Is there an efficient algorithm for finding a square root modulo a prime power?

An explicit formula is given in Tonelli's 1891 note referred to in the Wikipedia entry on the Tonelli-Shanks algorithm: Given a prime $p>2$ and a quadratic residue $a \bmod p$, let $x$ be a square root of $a \bmod p$. Then for any power $q = p^k$ and $r:=q/p$, the square root of $a \bmod q$ is $x^r \cdot a^e$ where $e := (q - 2r + 1)/2$. Tonelli's proof is straightforward: Square and apply the Fermat-Euler congruence with exponent $\varphi(q)=q-r$ and the fact that $y \equiv z \bmod p$ implies $y^r \equiv z^r \bmod q$.

Joe Silverman's comment gives the method. (if the square root of A mod p is 0 you have any easy first step.... let $\gcd(A\ ,p^n)=p^j.$ If $j$ is odd, give up, otherwise let $A=p^{2k}B$ and find the $\mod p \ $ square root of $B$ (if it is a quadratic residue.)

I ascertained this by looking at the modular square root code in Maple (a bit tricky to see the subprocedures..).

According to Wikipedia the Tonelli-Shanks Algorithm is more efficient that Cipolla's for odd primes not of the form $64Q+1$: Let $m$ be the number of bits in the binary expansion of $p$ and $p-1=Q2^S$ with $Q$ odd.
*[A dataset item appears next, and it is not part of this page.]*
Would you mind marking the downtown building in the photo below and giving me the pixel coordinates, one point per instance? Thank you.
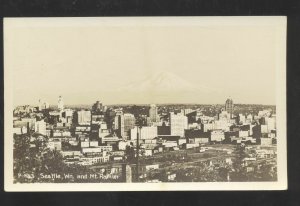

Then it is asserted that Cipolla's method is better exactly when $S(S-1)>8m+20$. Of course for even primes neither method is needed.

The designers of Maple seem to have determined or decided that trying $2,3,4,\cdots$ is best for primes under $80$ or so. I wasn't able to understand (in the limited time I put into it) which of the the modular square root methods Maple uses for the prime case for larger primes.